AT&T is more desperate for spectrum than Verizon. AT&T will have a bid in this also.
A bid for all of Clearwire that is north of $11B will break up both the Softbank and also the DISH bids for Sprint. Think how Tmobile sold all their towers for cash and then leased them back. Sprint is in a good position to do this. All Sprint needs is a Clearwire wholesale agreement in place. Sprint already has a headstart with Clearwire access on all their towers. Sprint won't mind selling Clearwire as long as they can still access it for a fair price.
$2.97 is a common marketing ploy... you take a few cents off the whole number to make the price more appealing. Softbank and Sprint have been advertising Clearwire with a big "For Sale" sign.
Remember, Softbank wins if they lose Sprint...their $3.1B convertible bond is worth 15% stake of Sprint and they also have a $600M break-up fee. Softbank just wants band 41 to be the global standard because that will help their cause in Japan.
Guess what? Next week is the first ever global TD LTE summit in Singapore, April 23-24th. Expect news.

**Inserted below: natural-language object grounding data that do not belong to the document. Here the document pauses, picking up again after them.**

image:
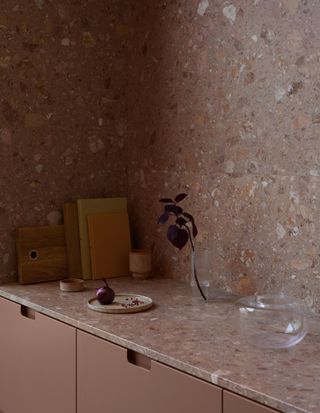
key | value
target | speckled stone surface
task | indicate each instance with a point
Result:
(63, 110)
(224, 105)
(201, 339)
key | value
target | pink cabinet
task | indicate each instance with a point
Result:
(111, 378)
(37, 362)
(233, 403)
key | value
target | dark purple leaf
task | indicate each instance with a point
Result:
(166, 200)
(180, 197)
(188, 216)
(173, 208)
(172, 233)
(180, 221)
(163, 218)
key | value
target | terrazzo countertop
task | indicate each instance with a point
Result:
(196, 337)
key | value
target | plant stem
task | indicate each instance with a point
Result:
(194, 265)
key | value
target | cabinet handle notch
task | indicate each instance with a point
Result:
(139, 359)
(27, 312)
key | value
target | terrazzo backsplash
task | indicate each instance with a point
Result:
(63, 110)
(218, 99)
(224, 105)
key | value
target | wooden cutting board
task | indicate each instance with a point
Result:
(41, 254)
(94, 206)
(109, 240)
(71, 230)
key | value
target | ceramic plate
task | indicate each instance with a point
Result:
(122, 303)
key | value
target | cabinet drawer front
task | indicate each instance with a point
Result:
(109, 379)
(233, 403)
(37, 358)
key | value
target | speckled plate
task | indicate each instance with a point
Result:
(122, 303)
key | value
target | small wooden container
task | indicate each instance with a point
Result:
(71, 284)
(140, 263)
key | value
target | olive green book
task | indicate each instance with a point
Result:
(89, 207)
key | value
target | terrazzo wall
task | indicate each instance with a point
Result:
(224, 105)
(63, 109)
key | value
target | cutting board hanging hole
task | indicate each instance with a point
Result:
(33, 255)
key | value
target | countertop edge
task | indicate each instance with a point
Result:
(215, 378)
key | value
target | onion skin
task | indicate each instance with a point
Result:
(105, 294)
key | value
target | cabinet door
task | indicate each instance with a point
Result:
(37, 359)
(111, 378)
(233, 403)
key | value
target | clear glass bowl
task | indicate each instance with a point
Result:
(271, 320)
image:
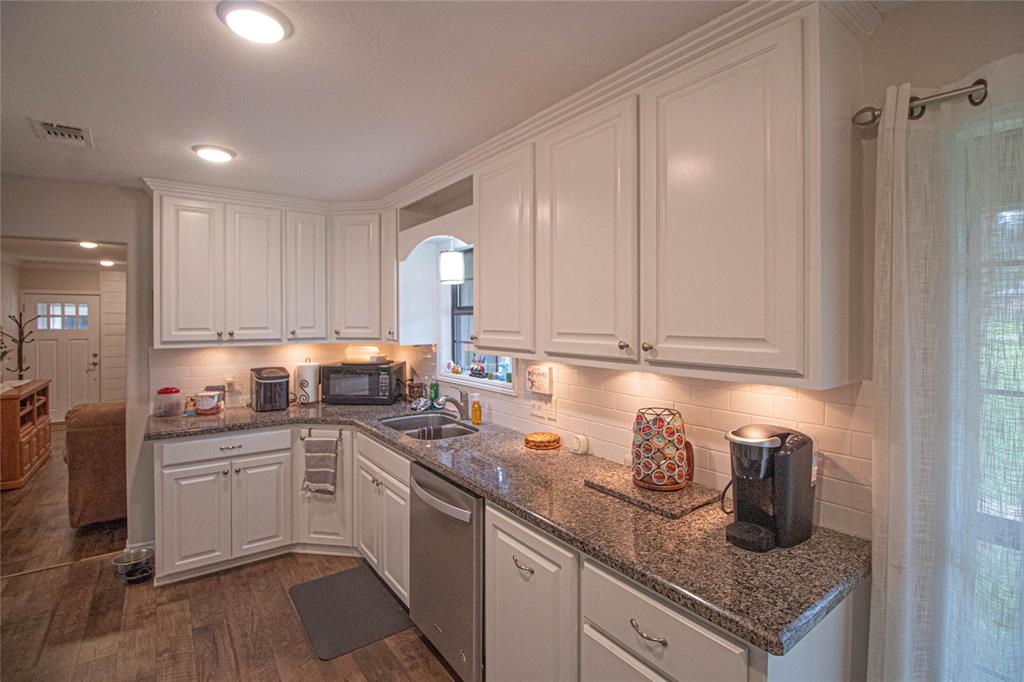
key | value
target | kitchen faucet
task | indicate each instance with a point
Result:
(462, 405)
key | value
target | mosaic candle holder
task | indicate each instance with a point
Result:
(663, 458)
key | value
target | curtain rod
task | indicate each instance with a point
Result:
(869, 115)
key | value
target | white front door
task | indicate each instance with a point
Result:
(65, 347)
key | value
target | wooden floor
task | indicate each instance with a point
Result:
(79, 622)
(34, 529)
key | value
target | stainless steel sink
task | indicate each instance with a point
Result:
(430, 427)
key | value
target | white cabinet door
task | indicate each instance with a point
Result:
(253, 273)
(323, 521)
(394, 535)
(529, 603)
(261, 503)
(192, 273)
(603, 661)
(196, 515)
(368, 512)
(503, 254)
(305, 275)
(354, 291)
(587, 236)
(722, 247)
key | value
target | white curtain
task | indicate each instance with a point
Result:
(948, 477)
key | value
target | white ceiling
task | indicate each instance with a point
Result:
(364, 97)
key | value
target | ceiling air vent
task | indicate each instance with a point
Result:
(55, 132)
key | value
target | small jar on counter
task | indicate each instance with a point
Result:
(167, 402)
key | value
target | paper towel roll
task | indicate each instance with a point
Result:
(307, 382)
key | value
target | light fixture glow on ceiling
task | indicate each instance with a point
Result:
(214, 154)
(255, 20)
(452, 266)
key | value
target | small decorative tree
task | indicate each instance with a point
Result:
(23, 338)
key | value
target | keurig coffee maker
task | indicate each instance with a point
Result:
(772, 496)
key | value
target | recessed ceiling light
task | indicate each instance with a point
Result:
(255, 22)
(214, 154)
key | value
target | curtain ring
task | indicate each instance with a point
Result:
(915, 112)
(982, 96)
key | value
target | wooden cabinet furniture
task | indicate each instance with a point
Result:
(25, 432)
(503, 253)
(305, 276)
(354, 253)
(382, 512)
(587, 236)
(529, 602)
(221, 499)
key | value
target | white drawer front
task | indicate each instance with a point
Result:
(386, 460)
(690, 652)
(230, 445)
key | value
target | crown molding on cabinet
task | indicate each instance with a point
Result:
(718, 33)
(259, 199)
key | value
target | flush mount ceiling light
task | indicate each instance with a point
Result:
(452, 266)
(255, 22)
(214, 154)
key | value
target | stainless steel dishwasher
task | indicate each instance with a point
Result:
(445, 591)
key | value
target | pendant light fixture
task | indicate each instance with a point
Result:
(452, 266)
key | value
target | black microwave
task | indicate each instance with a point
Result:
(361, 383)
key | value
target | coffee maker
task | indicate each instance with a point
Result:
(772, 493)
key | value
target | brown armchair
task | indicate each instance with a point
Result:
(95, 456)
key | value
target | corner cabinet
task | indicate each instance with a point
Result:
(503, 253)
(354, 279)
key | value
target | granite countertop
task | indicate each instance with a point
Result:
(771, 599)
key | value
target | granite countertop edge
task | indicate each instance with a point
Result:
(775, 642)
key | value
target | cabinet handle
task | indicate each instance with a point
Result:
(518, 565)
(650, 638)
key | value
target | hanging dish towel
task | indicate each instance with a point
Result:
(322, 468)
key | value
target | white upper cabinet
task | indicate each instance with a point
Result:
(253, 280)
(305, 275)
(587, 236)
(354, 280)
(190, 282)
(723, 237)
(503, 254)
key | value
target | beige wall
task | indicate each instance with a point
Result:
(49, 208)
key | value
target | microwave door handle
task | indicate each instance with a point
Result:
(458, 513)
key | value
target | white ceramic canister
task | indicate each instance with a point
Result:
(307, 382)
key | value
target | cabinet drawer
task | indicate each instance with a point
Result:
(238, 444)
(691, 651)
(384, 459)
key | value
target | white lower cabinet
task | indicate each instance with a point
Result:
(382, 512)
(529, 603)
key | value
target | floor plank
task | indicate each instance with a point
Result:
(34, 528)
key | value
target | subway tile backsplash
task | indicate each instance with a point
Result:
(601, 405)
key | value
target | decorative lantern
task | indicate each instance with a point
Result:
(663, 458)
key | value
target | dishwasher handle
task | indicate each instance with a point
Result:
(458, 513)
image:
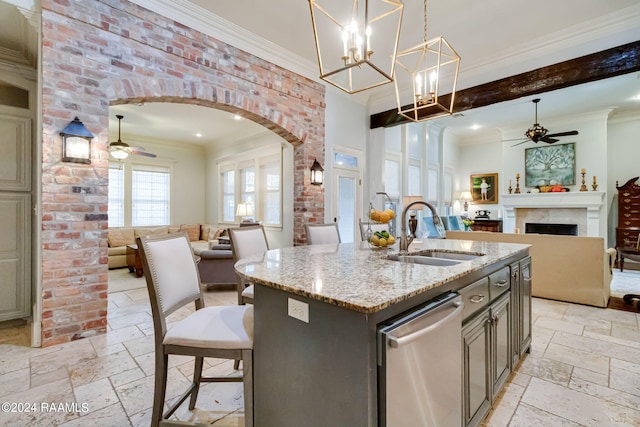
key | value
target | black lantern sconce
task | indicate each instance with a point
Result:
(76, 143)
(317, 173)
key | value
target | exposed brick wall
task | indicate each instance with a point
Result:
(99, 53)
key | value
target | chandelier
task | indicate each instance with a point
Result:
(356, 41)
(431, 70)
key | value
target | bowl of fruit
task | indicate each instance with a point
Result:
(377, 232)
(381, 239)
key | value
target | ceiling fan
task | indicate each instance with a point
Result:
(121, 150)
(537, 133)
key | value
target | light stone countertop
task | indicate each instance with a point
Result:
(354, 276)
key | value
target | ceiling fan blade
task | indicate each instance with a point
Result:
(549, 140)
(142, 153)
(571, 132)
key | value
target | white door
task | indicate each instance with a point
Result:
(15, 211)
(347, 203)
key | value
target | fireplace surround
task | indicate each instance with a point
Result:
(584, 208)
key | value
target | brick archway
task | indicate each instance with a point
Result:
(98, 53)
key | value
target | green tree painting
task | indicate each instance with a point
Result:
(550, 165)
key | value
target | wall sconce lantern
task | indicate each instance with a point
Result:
(317, 173)
(76, 143)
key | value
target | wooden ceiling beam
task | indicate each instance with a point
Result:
(589, 68)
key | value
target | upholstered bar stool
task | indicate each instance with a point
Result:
(224, 332)
(320, 234)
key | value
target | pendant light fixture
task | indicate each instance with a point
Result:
(356, 41)
(431, 70)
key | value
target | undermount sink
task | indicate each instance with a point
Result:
(435, 258)
(424, 260)
(460, 256)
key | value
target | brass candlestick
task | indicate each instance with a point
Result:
(583, 187)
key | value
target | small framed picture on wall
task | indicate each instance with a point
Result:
(484, 188)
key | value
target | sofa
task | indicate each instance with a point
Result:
(565, 268)
(216, 261)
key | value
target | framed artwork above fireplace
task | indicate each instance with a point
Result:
(484, 188)
(553, 164)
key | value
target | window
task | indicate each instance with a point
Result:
(248, 185)
(228, 196)
(139, 194)
(150, 195)
(270, 176)
(255, 178)
(116, 197)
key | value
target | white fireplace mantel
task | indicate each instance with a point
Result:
(592, 201)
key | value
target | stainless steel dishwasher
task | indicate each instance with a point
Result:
(420, 366)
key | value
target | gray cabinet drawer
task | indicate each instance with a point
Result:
(475, 296)
(499, 282)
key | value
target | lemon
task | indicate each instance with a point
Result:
(383, 217)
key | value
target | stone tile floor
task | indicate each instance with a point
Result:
(583, 370)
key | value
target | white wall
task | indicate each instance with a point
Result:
(346, 126)
(623, 151)
(482, 156)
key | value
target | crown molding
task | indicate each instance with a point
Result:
(604, 32)
(202, 20)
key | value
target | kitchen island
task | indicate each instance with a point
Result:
(317, 312)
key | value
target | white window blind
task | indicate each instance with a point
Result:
(116, 197)
(248, 186)
(228, 195)
(271, 194)
(150, 192)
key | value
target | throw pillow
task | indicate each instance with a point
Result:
(219, 232)
(151, 231)
(192, 230)
(206, 232)
(115, 238)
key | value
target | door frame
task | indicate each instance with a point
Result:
(356, 172)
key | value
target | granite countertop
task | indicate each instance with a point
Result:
(354, 276)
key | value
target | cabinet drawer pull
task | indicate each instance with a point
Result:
(476, 298)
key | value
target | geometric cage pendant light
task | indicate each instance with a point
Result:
(356, 41)
(431, 70)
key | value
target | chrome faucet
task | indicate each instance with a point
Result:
(405, 240)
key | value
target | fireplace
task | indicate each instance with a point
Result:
(550, 228)
(583, 208)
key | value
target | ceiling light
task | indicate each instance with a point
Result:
(431, 69)
(356, 41)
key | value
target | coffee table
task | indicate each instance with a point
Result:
(631, 252)
(134, 262)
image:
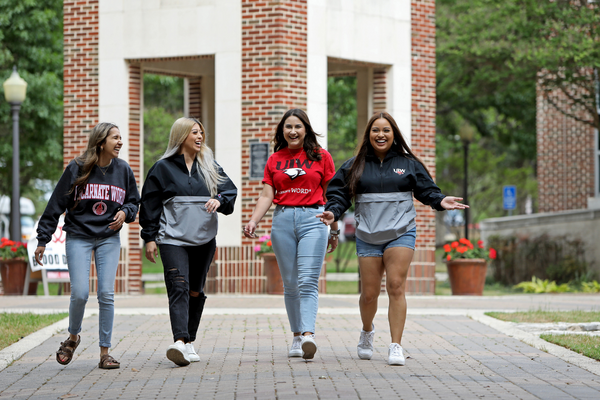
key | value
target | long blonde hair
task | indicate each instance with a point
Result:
(89, 157)
(205, 158)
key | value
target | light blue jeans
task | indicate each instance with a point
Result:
(299, 241)
(79, 257)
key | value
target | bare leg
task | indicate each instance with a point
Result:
(396, 261)
(371, 273)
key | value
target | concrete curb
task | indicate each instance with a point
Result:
(509, 329)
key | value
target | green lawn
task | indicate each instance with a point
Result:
(589, 346)
(16, 326)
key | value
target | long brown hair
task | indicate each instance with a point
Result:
(399, 145)
(311, 145)
(89, 158)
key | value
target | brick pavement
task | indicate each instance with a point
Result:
(244, 356)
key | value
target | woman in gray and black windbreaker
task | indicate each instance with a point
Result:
(180, 197)
(382, 179)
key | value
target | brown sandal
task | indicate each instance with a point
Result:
(108, 362)
(66, 350)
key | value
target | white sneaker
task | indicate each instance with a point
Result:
(296, 349)
(365, 344)
(192, 355)
(395, 355)
(177, 352)
(309, 347)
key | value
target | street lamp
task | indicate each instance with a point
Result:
(14, 92)
(466, 133)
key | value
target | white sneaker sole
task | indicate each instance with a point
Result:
(364, 356)
(177, 357)
(295, 353)
(308, 350)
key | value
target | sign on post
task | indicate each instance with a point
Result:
(510, 197)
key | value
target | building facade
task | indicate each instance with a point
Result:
(245, 62)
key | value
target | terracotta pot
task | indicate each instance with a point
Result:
(13, 275)
(274, 282)
(467, 276)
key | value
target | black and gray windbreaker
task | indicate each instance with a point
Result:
(384, 196)
(173, 204)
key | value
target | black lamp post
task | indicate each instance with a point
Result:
(466, 133)
(14, 92)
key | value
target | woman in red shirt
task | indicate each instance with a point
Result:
(295, 179)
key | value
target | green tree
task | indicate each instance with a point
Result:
(163, 104)
(491, 57)
(341, 118)
(31, 37)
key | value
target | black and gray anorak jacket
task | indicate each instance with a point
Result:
(173, 208)
(384, 196)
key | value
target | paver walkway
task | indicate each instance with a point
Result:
(243, 349)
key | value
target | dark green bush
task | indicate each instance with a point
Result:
(557, 258)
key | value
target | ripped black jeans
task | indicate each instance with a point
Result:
(185, 274)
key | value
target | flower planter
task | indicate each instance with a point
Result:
(13, 276)
(274, 282)
(467, 276)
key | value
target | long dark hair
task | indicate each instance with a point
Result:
(399, 145)
(89, 158)
(311, 145)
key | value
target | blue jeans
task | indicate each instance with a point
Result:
(79, 257)
(299, 242)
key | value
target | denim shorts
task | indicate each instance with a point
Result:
(364, 249)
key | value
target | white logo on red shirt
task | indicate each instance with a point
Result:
(293, 173)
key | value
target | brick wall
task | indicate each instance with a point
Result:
(80, 75)
(379, 90)
(422, 279)
(136, 163)
(565, 157)
(274, 50)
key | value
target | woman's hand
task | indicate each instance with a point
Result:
(38, 254)
(151, 252)
(118, 221)
(452, 203)
(326, 217)
(212, 205)
(332, 243)
(249, 229)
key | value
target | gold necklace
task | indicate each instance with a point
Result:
(104, 169)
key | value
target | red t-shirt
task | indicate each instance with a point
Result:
(296, 179)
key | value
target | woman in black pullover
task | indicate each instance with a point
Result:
(182, 192)
(382, 179)
(99, 193)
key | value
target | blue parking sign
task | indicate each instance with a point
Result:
(510, 197)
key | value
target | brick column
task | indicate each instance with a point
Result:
(422, 271)
(274, 51)
(195, 97)
(135, 148)
(80, 27)
(565, 157)
(379, 90)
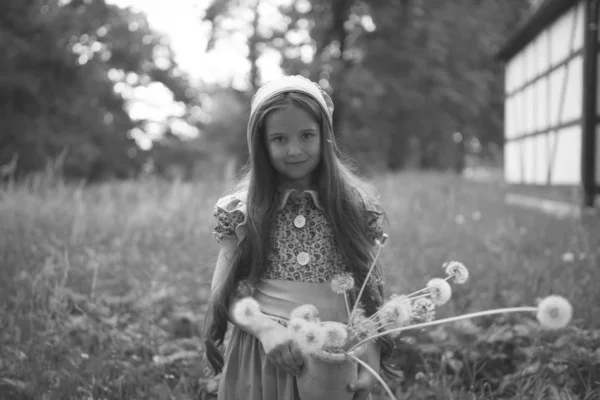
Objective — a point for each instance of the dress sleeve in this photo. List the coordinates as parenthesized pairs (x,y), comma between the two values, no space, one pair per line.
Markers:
(231,215)
(374,215)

You think the DOJ would allow this? Maybe if they divest themselves of spectrum but even then, the FCC and DOJ have issues with ATT and VZ being dominant players. They are even gunning them down for participating in auction for additional spectrum. I still believe the FCC needs to rule on the applicability of Spectrum cap on clwr frequency. This will set the stage as to what can be bought and by who. If ATT and VZ are discriminated because of their size and market share, they could create some noise because in essence, even though they are doing a great job in serving the public, the govt would be controlling how much more they can serve the public. John Doe out there has options to sign up with whomever, but it appears that VZ is doing a fabulous job in effectively deploying their spectrum and demand for their service is soaring. Why not reward those who are doing a good job versus rewarding those who are still trying to prove themselves? I believe in leveling the playing field but not to the point where you start to exclude successful players with customers who have options out of their future business potential. You would be placing caps on their ability to grow and possibly demotivate investors in these large companies. They would become like the MSFT and Intels of the world where they stay flat for years.
dan hesse worked for AT&T and then when he joined Sprint, he turned against his former company and led the charge against AT&T's merger with T-Mobile. That failed attempt cost AT&T over 4 BILLION $$ in fee's that they were obligated to pay T-Mobile...I wonder if AT&T still remembers that?
He spent 23 years at AT&T where he started out as an intern.
From 1991–1995 he was President and CEO of AT&T Network Systems International based in the Netherlands.
He launched the online division's AT&T Worldnet service in February 1996 which introduced unlimited internet dial up for $20/month as long as you subscribed to AT&T's long distance services.